The Meta Ray-Ban smart glasses are currently among the most advanced smart glasses money can buy in the market. With a second-generation model already on sale, Meta claims to have sold over 7 million units in 2025 alone. The glasses integrate AI capabilities for real-time environmental analysis and recording, featuring perks like voice-activated AI assistance, live translation, and hands-free capture. However, a recent investigation has uncovered a disturbing behind-the-scenes reality – offshore contractors annotating footage for AI training are routinely exposed to highly sensitive and intimate user videos, including private moments users likely never intended to share.
According to reports from Swedish outlets Svenska Dagbladet and Göteborgs-Posten, data labelers working for Meta’s partner, Sama, in Nairobi, Kenya, described reviewing footage that captures users in bathrooms, undressing, engaging in sexual activity, filming bank cards or credit details, watching pornography, or recording explicit scenes.
A Meta spokesperson, however, has come up with a response to the matter, citing the AI Terms of Service and Privacy Policy, which allows the company to use multimedia content for AI training, once they give consent. The user consent has to be given in order to use the Meta AI services, which many do without reading.
One annotator recounted a specific clip where a man set the glasses on a bedside table and left the room, only for his wife to enter and change clothes. The footage was captured without apparent awareness from either party.
The contractors expressed significant discomfort, noting they feel compelled to annotate such material or risk losing their jobs.

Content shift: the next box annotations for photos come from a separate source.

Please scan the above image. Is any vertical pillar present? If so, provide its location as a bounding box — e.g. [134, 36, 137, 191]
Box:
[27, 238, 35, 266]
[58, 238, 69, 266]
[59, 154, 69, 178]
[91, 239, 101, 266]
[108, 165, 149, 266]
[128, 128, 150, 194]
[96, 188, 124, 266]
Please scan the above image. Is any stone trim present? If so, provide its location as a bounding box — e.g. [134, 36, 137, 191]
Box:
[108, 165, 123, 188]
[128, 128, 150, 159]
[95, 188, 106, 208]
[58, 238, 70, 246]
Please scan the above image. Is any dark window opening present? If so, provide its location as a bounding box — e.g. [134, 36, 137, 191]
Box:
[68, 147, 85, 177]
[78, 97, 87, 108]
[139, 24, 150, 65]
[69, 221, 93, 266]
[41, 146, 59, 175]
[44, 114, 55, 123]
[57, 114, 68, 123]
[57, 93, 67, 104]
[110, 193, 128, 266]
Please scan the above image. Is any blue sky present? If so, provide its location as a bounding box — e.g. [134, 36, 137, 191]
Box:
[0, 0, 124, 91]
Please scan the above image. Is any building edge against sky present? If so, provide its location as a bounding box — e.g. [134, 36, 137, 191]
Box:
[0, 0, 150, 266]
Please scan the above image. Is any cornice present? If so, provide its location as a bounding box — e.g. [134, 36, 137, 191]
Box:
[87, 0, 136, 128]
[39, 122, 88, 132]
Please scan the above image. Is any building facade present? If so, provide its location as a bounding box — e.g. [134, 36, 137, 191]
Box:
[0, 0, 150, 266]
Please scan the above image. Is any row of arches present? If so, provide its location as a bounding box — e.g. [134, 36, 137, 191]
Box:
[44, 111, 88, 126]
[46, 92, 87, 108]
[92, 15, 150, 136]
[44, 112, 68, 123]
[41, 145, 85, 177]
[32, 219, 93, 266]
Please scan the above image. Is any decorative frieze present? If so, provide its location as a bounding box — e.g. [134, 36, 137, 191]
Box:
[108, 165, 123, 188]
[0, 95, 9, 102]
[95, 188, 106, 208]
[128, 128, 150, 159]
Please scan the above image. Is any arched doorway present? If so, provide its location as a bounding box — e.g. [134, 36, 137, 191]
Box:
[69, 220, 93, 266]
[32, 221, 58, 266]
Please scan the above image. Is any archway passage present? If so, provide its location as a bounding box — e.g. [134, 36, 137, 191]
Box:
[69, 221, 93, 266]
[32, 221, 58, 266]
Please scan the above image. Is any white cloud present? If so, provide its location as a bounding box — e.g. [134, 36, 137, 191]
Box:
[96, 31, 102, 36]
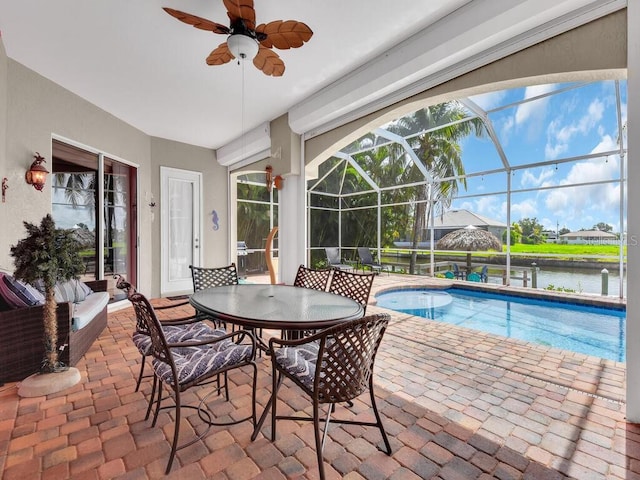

Meta’s instructions reportedly prohibit questioning the content, leaving workers to process deeply personal glimpses into strangers’ lives.
One employee remarked, “You understand that it is someone’s private life you are looking at, but at the same time, you are just expected to carry out the work. You are not supposed to question it. If you start asking questions, you are gone.” Another added, “I don’t think they know, because if they knew they wouldn’t be recording.”
“You think that if they knew about the extent of the data collection, no one would dare to use the glasses,” another annotator told the newspapers.
How Meta Ray-Ban smart glasses use your data for AI training
The Meta Ray-Ban glasses feature built-in cameras and microphones that record first-person perspectives when users activate AI features or recording modes. To improve the AI’s understanding of visual contexts, raw footage is sent to servers and then outsourced to human annotators in low-cost regions like Kenya, Colombia, and India, which is a common practice across the AI industry for training models on real-world data.
Meta’s AI terms of service state that it allows the company to review user interactions, including media and conversations, manually or automatically, and warn users against sharing sensitive information. However, once users opt into AI functionalities, it requires agreeing to data sharing, after which users effectively lose control over how footage is used or by whom it is viewed.
What does Meta say
Meta has not yet provided a detailed substantive reply to the investigation. However, a company spokesperson stated, “When live AI is being used, we process that media according to the Meta AI Terms of Service and Privacy Policy.”
The revelations from the report bring out concerns related to user data privacy. Since the device features a camera and mic, both of which can be hidden easily by malicious actors, concerns of stealth recording leading to the harassment of an individual emerge. The case also brings up the exploitative nature of offshore data labeling jobs, where workers in developing countries have to handle traumatic or intimate content similar to social media moderation horrors.